Cowtan & Way found a fault in one data set that resulted in a minimal increase. The alteration is presented graphically here: http://ourchangingclimate.files.wordpress.com/2013/11/cowtan_way_hadcrut_rcp85_5-95_perc.png

Even with the change, the hiatus is still occurring.

That error isn't found in the other 4 data sets afaik, as their polar coverage is adequate.

Try again man.


How does this make sense as a response to my question?

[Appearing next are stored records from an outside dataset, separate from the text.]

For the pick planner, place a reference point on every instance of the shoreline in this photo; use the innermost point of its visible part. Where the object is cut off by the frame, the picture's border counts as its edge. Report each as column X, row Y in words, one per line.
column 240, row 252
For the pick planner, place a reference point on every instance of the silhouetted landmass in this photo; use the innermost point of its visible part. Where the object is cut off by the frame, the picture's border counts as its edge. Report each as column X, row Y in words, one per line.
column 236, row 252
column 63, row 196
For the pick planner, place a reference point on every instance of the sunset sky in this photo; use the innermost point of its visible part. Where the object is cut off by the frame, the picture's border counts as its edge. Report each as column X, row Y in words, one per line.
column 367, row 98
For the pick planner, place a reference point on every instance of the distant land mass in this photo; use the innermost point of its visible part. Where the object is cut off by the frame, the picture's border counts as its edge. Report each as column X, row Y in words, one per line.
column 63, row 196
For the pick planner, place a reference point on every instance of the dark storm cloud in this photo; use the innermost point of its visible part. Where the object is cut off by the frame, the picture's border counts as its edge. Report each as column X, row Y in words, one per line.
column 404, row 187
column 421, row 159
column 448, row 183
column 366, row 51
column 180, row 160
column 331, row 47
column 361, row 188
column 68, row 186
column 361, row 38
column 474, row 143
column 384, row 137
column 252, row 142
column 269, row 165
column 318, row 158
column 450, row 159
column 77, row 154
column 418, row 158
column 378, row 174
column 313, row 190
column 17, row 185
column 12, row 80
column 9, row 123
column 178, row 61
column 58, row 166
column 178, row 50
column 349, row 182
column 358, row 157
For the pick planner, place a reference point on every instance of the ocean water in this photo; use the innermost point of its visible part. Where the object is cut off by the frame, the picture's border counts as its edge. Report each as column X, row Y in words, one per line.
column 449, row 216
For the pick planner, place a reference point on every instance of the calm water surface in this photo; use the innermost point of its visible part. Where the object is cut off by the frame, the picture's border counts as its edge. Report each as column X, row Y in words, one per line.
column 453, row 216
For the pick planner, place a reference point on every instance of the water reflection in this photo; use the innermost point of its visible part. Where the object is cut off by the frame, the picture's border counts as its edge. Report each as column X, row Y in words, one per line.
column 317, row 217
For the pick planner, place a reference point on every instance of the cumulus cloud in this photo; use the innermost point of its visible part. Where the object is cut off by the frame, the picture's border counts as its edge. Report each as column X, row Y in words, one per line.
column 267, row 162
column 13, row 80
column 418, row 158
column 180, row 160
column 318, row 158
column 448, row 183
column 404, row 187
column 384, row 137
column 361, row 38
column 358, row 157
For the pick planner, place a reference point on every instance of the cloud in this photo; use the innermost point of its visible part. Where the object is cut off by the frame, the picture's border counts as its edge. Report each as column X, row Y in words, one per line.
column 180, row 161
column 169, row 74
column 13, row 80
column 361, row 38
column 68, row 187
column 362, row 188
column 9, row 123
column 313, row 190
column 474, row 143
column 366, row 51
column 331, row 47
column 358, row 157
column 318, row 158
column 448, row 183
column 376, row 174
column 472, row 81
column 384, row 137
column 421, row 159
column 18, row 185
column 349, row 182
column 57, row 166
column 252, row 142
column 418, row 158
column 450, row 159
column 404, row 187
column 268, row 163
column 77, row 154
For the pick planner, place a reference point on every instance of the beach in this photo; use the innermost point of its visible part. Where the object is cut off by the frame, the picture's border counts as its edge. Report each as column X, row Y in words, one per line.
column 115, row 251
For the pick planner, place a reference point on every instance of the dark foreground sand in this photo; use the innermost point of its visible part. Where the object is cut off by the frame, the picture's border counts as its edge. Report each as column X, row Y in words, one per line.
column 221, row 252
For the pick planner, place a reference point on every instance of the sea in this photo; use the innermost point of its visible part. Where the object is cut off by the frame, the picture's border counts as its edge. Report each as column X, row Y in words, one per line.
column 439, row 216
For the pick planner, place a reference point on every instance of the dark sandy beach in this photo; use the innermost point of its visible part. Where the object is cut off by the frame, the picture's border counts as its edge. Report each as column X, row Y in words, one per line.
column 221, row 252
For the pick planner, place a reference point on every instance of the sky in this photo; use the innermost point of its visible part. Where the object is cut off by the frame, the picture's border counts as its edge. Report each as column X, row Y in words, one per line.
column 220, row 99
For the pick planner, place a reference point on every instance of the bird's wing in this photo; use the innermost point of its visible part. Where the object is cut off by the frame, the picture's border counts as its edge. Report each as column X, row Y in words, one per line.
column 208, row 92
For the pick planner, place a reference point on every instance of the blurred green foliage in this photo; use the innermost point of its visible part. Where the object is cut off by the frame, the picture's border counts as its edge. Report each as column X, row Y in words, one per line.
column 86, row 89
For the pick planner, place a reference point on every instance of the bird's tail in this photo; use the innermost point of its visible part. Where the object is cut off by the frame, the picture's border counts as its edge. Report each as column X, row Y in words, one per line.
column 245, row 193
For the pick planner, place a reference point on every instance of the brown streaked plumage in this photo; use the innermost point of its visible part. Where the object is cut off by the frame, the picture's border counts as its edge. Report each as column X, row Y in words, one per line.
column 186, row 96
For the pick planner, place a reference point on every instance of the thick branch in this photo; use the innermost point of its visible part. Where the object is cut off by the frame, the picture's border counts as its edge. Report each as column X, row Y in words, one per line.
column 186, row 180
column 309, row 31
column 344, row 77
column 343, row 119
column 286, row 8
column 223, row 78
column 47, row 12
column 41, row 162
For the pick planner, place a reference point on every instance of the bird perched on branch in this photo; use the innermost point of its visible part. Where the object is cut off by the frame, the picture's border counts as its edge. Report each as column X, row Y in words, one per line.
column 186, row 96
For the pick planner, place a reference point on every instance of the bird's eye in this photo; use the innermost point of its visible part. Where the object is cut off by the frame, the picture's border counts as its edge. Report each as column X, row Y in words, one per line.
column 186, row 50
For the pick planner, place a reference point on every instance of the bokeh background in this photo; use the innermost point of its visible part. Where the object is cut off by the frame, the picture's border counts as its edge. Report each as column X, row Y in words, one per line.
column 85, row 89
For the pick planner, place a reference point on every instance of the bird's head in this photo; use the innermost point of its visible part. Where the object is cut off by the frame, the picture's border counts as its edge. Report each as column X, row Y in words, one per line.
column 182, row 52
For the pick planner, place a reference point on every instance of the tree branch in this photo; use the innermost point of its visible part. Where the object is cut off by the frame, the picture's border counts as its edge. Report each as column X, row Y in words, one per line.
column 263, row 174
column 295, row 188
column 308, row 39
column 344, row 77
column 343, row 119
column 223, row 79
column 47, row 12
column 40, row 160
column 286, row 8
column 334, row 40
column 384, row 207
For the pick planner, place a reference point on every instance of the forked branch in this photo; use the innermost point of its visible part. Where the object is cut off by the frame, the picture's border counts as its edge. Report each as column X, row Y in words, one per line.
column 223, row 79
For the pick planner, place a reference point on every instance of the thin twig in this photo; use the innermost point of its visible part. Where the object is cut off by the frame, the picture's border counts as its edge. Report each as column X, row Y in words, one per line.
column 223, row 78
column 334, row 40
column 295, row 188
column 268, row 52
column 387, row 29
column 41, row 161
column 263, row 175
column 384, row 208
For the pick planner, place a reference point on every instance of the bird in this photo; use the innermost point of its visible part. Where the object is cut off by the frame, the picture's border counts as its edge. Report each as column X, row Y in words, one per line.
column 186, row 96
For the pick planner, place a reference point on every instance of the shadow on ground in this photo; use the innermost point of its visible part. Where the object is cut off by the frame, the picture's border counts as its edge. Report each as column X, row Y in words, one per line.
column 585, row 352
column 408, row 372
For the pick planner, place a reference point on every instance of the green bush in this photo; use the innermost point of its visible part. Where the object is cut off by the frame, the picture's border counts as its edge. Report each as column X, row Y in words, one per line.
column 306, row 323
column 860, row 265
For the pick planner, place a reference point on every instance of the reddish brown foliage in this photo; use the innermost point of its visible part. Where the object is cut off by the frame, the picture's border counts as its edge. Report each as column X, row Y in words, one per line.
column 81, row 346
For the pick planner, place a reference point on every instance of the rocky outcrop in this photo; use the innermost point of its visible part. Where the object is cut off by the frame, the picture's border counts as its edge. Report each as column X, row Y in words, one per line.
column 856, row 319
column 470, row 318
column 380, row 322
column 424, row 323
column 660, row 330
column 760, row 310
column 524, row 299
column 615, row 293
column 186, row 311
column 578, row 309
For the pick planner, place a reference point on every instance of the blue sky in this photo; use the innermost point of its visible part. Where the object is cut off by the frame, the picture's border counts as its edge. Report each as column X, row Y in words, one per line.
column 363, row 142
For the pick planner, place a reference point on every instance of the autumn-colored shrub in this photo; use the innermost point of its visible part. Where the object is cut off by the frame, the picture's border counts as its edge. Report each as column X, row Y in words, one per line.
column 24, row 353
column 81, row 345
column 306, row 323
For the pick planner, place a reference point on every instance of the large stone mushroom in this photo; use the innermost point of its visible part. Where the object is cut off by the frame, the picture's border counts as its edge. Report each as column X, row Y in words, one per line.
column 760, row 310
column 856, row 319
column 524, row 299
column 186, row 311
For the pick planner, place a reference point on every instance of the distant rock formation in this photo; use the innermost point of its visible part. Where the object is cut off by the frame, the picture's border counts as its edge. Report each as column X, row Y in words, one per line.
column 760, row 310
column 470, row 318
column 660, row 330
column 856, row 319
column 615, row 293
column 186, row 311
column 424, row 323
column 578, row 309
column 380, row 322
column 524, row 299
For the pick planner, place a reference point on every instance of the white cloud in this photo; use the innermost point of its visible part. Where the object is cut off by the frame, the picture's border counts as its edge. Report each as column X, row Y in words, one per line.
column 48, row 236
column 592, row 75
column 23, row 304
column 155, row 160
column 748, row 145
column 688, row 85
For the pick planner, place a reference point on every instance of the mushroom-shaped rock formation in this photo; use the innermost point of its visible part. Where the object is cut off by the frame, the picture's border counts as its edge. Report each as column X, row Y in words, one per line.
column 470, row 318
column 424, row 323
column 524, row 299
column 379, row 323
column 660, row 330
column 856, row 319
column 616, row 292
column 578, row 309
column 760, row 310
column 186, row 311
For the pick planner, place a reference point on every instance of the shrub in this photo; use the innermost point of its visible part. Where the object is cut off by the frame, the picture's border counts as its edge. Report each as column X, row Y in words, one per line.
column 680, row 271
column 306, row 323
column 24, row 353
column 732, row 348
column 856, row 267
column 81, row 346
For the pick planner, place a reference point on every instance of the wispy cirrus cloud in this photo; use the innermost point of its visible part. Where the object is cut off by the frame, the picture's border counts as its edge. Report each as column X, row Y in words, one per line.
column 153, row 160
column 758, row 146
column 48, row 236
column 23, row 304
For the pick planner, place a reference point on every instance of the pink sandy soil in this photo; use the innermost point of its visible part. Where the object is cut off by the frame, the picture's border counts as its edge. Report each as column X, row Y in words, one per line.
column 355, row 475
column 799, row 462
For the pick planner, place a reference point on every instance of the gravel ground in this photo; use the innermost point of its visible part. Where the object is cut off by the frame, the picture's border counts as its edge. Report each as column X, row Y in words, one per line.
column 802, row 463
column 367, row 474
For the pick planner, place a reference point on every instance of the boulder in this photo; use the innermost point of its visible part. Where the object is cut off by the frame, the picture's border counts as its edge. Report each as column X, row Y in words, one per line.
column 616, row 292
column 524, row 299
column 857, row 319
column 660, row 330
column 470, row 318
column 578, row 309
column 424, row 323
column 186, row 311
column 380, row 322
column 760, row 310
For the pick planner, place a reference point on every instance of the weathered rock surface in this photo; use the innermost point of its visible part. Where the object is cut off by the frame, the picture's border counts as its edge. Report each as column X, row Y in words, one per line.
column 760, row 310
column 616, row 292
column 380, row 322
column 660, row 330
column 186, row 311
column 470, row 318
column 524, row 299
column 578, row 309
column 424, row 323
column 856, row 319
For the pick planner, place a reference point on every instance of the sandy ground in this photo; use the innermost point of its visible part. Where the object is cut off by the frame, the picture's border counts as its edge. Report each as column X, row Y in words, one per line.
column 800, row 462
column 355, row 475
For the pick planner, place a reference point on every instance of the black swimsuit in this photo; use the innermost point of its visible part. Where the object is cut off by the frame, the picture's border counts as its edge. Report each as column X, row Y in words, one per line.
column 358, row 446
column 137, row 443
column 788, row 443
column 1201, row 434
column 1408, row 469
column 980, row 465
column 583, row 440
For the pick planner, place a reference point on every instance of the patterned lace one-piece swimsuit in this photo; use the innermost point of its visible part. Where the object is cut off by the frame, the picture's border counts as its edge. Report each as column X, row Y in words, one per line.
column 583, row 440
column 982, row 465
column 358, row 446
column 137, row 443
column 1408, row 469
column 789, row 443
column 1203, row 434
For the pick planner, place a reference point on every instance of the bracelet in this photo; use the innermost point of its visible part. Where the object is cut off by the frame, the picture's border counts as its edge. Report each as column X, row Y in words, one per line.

It completely *negates* that "pause" dude.

I mean you've plucked that out of an article that literally says there ISN'T a pause.

quote:

Combining their new method of infilling with the most up-to-date sea surface temperatures gives a substantially larger trend over the last 15 years than the abovementioned datasets do. The temporary slowdown in global surface warming (also dubbed “the pause”) nearly disappears. As Michael Tobis notes:

quote:

This demonstrates is how very un-robust the “slowdown” is.

Why did you ignore that? Why did you pull a graphic from an article that says more or less "The hiatus is a bust" and parade it as "The hiatus is real!".

Are you dishonest or just out of your depth? The later isn't a personality fault, but it does suggest that perhaps you don't have as much of value to contribute to this as you think you do.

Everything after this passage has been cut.